Saat hendak masuk mobil, Karenia menoleh ke driver yang bertanya kepadanya.

“Non? Adakah tas yang perlu dibawakan lagi?”

“Hanya itu saja, Pak. Aku hanya sebentar di Jogja karena agendaku bulan ini sangat padat.”

“Baiklah Non.” Driver duduk di depan kemudi.

Karenia masuk ke mobil dan duduk di kursi tengah. Driver menunggu aba-aba jalan dari Karenia. Sesaat mereka saling menunggu. Lalu Karenia sadar dengan situasinya.

“Jalan, Pak!”

Berangkat dari Jakarta ke Jogja menggunakan mobil? Ini adalah pengalaman pertama Karenia. Biasanya ia akan naik pesawat untuk menghemat waktu. Namun, kali ini ia tidak bisa membantah permintaan Opanya yang sulit menerima penolakan  jika telah berkehendak.

 Andai  naik pesawat mungkin dirinya akan lebih nyaman karena tidak terlalu lama duduk di jok mobil yang membuat pantatnya panas.

Meskipun di dalam mobil terasa senyap dan minim getaran dari permukaan jalan yang tidak rata, Karenia tetap merasa dongkol. Apa boleh buat, dia harus berjuang untuk bisa tidur walau pikirannya kacau dan penuh rencana dendam pembalasan kepada pihak sekolah anaknya.

*******

Perjalanan dari Jakarta ke Jogja hanya transit tiga kali untuk mengisi bensin dan beristirahat untuk mengganjal perut. Butuh waktu sembilan jam untuk sampai di kota Jogja. Melelahkan dan membuat tubuh Karenia terasa pegal-dan letih. 
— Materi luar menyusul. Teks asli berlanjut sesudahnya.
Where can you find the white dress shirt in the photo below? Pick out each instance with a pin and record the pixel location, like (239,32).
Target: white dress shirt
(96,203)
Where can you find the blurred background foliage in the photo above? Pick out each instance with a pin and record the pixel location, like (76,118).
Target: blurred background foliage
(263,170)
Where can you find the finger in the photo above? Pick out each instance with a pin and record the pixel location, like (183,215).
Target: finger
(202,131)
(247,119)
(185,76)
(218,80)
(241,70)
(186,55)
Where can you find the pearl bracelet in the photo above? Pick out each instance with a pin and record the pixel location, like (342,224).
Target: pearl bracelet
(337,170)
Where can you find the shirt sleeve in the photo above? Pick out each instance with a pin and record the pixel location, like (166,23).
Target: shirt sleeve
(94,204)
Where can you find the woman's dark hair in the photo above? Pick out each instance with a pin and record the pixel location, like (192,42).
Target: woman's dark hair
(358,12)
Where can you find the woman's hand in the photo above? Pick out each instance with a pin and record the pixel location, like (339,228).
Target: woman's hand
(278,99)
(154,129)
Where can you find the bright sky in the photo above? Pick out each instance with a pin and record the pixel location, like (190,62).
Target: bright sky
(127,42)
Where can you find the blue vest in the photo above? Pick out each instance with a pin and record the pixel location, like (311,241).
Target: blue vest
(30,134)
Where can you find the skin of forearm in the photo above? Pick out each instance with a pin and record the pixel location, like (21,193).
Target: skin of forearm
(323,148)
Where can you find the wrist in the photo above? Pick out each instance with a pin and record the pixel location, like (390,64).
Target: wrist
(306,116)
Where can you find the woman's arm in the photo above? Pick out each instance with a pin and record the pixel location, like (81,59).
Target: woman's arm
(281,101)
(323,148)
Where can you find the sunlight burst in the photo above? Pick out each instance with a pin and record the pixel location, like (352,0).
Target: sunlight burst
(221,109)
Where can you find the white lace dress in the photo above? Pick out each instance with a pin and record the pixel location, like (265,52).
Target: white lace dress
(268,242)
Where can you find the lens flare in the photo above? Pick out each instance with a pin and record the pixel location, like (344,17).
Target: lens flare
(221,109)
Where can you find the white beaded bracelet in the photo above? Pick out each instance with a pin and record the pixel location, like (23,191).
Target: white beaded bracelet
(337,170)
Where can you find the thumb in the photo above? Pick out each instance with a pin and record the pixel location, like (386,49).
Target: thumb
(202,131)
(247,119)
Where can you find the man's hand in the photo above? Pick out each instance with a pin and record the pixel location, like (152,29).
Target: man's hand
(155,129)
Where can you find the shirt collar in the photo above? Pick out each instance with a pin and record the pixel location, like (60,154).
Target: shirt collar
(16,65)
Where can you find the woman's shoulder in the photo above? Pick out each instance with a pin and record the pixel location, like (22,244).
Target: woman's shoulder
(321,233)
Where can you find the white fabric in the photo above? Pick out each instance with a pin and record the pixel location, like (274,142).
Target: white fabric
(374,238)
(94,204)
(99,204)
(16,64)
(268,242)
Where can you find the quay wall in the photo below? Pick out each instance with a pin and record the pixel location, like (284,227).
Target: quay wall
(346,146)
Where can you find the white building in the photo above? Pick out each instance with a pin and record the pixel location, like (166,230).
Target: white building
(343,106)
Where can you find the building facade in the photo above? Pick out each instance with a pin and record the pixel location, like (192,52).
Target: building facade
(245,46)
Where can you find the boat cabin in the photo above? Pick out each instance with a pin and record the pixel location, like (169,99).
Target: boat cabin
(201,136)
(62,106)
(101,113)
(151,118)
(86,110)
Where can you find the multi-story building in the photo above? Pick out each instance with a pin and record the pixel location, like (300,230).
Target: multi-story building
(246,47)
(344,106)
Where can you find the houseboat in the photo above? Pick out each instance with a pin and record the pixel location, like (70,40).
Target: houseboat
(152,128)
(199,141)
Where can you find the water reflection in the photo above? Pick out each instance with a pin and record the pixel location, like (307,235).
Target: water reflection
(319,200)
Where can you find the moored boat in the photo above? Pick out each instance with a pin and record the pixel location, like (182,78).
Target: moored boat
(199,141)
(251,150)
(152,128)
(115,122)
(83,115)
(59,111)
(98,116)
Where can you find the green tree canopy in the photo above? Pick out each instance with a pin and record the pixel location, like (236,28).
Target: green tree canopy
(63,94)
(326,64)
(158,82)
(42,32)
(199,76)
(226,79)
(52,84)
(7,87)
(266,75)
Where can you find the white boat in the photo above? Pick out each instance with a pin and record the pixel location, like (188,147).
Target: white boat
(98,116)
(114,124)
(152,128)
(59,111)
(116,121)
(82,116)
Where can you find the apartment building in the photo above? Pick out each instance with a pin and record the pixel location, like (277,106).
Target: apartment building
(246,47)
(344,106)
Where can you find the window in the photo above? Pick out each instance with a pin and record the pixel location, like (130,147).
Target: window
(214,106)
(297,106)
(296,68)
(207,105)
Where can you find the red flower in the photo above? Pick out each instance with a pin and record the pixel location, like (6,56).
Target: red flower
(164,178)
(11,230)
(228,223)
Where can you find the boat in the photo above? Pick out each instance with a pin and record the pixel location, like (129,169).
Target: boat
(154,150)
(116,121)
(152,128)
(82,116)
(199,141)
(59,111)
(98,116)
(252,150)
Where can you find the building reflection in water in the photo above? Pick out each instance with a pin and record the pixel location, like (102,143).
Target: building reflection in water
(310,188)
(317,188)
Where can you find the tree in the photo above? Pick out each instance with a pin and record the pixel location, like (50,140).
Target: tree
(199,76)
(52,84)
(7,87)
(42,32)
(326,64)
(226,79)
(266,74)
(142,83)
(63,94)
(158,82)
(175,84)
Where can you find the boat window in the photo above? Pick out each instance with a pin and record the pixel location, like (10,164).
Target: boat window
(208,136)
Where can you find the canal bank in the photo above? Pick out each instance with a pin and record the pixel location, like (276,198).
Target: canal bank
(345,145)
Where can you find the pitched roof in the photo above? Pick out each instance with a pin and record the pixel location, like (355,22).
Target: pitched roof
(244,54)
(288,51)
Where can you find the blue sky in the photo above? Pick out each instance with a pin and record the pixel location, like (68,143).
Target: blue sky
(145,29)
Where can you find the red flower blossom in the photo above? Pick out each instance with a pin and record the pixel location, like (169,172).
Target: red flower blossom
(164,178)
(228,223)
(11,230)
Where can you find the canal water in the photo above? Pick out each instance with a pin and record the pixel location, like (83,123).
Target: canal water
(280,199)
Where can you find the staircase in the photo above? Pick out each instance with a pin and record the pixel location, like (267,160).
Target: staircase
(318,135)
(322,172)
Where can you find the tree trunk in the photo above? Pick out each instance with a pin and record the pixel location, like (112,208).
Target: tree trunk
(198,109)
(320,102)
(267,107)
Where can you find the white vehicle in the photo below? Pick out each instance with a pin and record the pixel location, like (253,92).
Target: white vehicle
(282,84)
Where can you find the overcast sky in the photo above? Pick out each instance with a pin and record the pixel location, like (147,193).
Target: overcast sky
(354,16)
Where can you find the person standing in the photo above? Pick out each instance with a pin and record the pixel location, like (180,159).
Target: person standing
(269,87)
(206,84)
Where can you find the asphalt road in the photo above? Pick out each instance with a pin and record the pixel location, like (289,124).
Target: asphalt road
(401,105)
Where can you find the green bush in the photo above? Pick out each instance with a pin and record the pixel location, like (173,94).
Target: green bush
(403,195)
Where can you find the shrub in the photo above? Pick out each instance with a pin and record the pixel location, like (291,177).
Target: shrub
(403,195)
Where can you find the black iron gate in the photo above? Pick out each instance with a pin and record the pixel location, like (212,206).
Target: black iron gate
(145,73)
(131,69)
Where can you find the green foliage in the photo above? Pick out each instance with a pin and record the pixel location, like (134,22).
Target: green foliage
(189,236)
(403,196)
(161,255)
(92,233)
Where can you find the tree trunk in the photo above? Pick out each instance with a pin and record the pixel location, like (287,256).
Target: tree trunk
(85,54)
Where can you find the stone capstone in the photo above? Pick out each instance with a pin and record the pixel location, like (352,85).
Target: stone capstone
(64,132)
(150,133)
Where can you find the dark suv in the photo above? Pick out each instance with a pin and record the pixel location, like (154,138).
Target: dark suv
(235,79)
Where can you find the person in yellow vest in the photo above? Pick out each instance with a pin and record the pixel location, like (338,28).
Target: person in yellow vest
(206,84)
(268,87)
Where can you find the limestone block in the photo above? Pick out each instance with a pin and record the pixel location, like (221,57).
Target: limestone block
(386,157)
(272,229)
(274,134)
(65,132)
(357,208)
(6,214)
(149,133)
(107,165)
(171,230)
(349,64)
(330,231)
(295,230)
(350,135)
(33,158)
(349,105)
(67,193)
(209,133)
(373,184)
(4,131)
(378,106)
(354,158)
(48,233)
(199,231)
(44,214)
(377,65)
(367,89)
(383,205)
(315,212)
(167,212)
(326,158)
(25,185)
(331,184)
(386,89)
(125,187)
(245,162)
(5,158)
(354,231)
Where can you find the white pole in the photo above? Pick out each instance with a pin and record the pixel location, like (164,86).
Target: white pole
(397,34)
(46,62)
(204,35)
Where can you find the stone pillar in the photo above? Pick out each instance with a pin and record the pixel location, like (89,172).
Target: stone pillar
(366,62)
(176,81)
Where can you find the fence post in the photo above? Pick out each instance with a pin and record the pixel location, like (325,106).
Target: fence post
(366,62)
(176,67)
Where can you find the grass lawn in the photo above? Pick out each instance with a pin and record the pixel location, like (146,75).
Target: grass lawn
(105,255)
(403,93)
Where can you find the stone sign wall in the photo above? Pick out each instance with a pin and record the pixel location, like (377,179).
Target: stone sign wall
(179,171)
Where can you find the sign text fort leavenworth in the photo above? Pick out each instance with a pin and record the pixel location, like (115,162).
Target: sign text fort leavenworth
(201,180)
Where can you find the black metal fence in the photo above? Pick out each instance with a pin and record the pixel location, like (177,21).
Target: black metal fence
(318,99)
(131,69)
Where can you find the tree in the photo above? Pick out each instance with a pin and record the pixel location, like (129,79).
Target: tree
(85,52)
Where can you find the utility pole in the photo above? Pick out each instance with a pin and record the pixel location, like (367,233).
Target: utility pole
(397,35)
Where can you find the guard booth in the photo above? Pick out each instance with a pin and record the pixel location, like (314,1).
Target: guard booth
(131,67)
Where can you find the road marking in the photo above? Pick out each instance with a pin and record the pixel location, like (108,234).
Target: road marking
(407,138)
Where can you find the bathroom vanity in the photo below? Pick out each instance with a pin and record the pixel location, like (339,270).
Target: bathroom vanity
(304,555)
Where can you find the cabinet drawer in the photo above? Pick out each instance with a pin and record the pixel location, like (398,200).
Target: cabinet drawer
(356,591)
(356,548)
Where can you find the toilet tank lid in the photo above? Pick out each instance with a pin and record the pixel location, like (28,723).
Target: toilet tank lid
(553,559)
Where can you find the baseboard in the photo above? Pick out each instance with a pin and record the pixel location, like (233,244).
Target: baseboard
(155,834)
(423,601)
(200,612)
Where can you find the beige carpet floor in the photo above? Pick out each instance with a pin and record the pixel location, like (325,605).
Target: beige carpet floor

Begitu sampai di Jogja, Karenia mau langsung nginep ke hotel dulu untuk menghilangkan capek badannya. Sengaja ia tidak langsung menuju rumah sakit tempat di mana Abiandra dirawat.

Setelah brosing hotel yang ada di Jogja, Karenia meminta driver mengantarkan hotel yang telah dipilihnya. Namun sayang, niatnya tidak kesampaian karena dicegah oleh pengawal suruhan opanya. 

“Mengapa tidak boleh ke hotel, Pak?” tanya Karenia ketus.

“Maaf Non. Tuan Abiandra sekarang sedang menunggu di sekolah dan tidak mau dirawat ke rumah sakit sebelum ketemu dengan  Non Nia,” jawab driver setelah menurunkan laju mobil.

“Sial, anak kurang kerjaan saja!“ Karenia pun tidak mau berdebat lagi. 

“Maaf Non, di dalam kawasan kompleks sekolah disediakan asrama. Fasilitasnya senyaman hotel . Bebas menginap sesukanya. Jangan khawatir Non!”

“Kayak kamu udah pernah ke sana saja!”

“Maaf Non, saya sudah tiga kali ke sana” 

Karenia terdiam mendengar jawaban pengawal pribadi opanya. Andai ia hanya berdua dengan driver saja, mungkin Karenia bisa berbuat bebas apa saja. Namun, dengan pengawal pribadi opanya, Karenia tidak mau melawan karena akan fatal akibatnya.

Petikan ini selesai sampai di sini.